Кроме того, по ее словам, Мартыняхин очень жестко вел конкурентную борьбу. В этом он был изобретателен и непримирим. В той округе, где имелись его торговые предприятия, никаких других магазинов аналогичного профиля не оставалось. Одних он разорял и вынуждал уйти демпинговыми ценами, на других давил компроматом, а кого-то подставлял всевозможными хитрыми способами.
– …Вы думаете, я собираюсь продолжать его дело? – Вдова оценивающе прищурилась. – Черта с два! Я же прекрасно представляю себе, с чем мне придется столкнуться. Мне будут мстить все те, об кого Аркашка вытер ноги. Как только пройдут положенные сроки и я вступлю в наследство, без промедления продам всю его сеть без остатка.

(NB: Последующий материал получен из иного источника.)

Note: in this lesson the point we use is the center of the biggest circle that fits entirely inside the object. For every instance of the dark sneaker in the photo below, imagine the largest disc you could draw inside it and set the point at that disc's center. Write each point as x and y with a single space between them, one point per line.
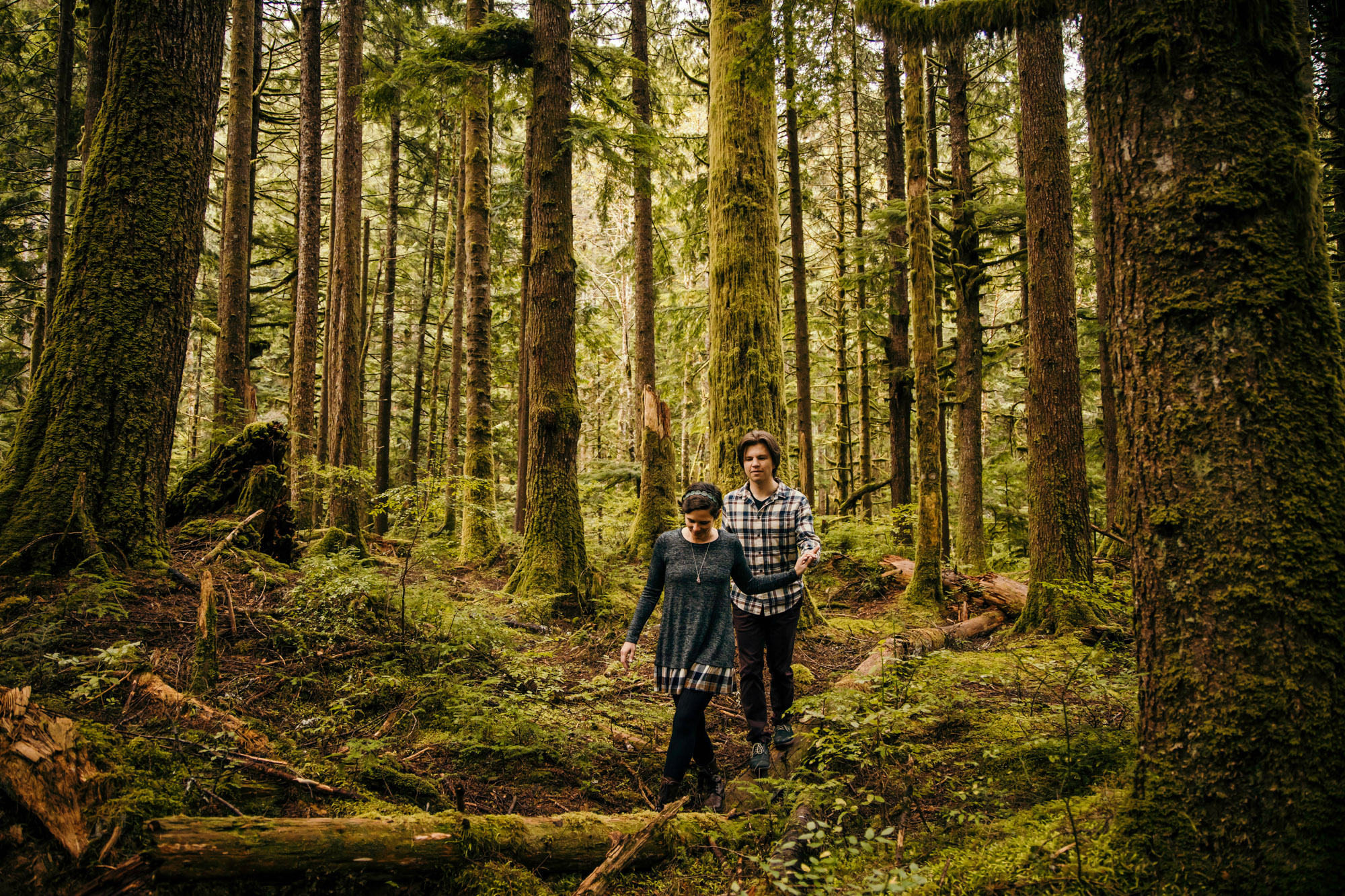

Лучше вон куплю несколько бутиков, буду завозить хороший товар, например из Италии, и мне на жизнь хватит вполне.
По просьбе Гурова Антонина в деталях описала все, что в их доме происходило последние несколько дней, даже то, что подавали к столу, что конкретно из спиртного употреблял Мартыняхин, какие он мог принять лекарства, и тому подобные моменты.
В приватном разговоре с горничной, которая назвалась Соней, Лев уточнил некоторые особенности быта усопшего, его пристрастия и привычки с точки зрения прислуги. Девушка на все вопросы отвечала охотно, при этом неотрывно глядя на своего собеседника. По всей видимости, ей очень льстило общение с настоящим, «всамделишным» сыщиком, да еще в чине полковника. Впрочем, чего-то ценного в ее ответах было не слишком много. В основном она лишь подтвердила то, что Гуров уже услышал от Антонины.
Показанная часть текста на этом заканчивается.